Com isso, vislumbra-se que ainda que suponham margem de liberdade, como a própria discricionariedade o faz, a conveniência e a oportunidade, quando de sua aferição por parte do administrador, devem respeito à máxima do interesse público.

Com efeito, percebe-se que o mérito não pode ser qualificado como um elemento do ato administrativo, a exemplo do motivo ou do objeto, mas como uma maneira de considerá-los na sua expedição. Não é outro o posicionamento de Fagundes (1951, p. 16) quando assinala: “o mérito não constitui elemento autônomo no conjunto dos elementos que compõem o ato administrativo, senão apenas um aspecto, um modo de ser desse ato, no que concerne aos motivos e ao objeto”.

Quanto à existência (ou inexistência) do mérito nos atos classificados como vinculados, há certa divergência.

Cretella Júnior (1975, p. 34) admite haver, mesmo nos atos vinculados, “uma parcela de merecimento”, embora admita ser, “in potentia, não utilizável pela autoridade”.

Já Fagundes (1951, p. 6), destoa do posicionamento supra, prescrevendo:

Pressupondo o mérito do ato administrativo a possibilidade de opção, por parte do administrador, no que respeita ao sentido do ato - que poderá inspirar-se em diferentes razões, de sorte a ter lugar num momento ou noutro, como poderá apresentar-se com este ou aquele objetivo - constitui fator apenas pertinente aos atos discricionários. Onde se trate de competência vinculada, sendo a atividade do administrador adstrita a um motivo único, predeterminado, cuja ocorrência material lhe cabe tão somente constatar, e devendo ter o procedimento administrativo por objeto uma certa e determinada medida, expressamente prevista pela lei, não há cogitar do mérito como um dos fatores integrantes do ato administrativo. Este se apresenta simplificado, pela ausência de tal fator.

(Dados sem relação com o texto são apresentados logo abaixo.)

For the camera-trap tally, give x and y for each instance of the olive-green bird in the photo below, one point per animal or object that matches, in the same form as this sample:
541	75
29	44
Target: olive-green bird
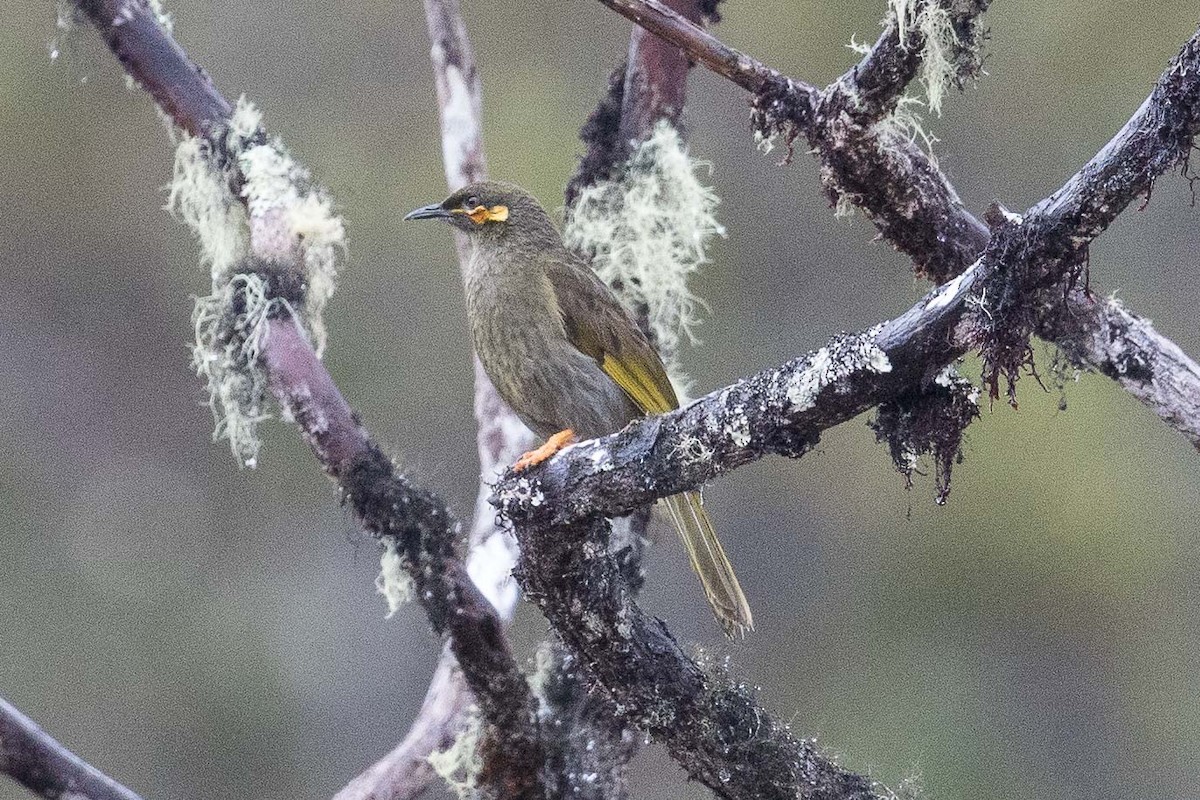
565	356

Deveras, nota-se que, em se tratando de ato vinculado, a Administração já encontra esgotado o conteúdo político do ato, insistentemente debatido pelo legislador, e consubstanciado na norma a ser aplicada. Cabe ao administrator, nesse cenário, diante da

situação de fato e de direito que o autorizem a agir, tão somente a função de efetivar a solução pré-concebida.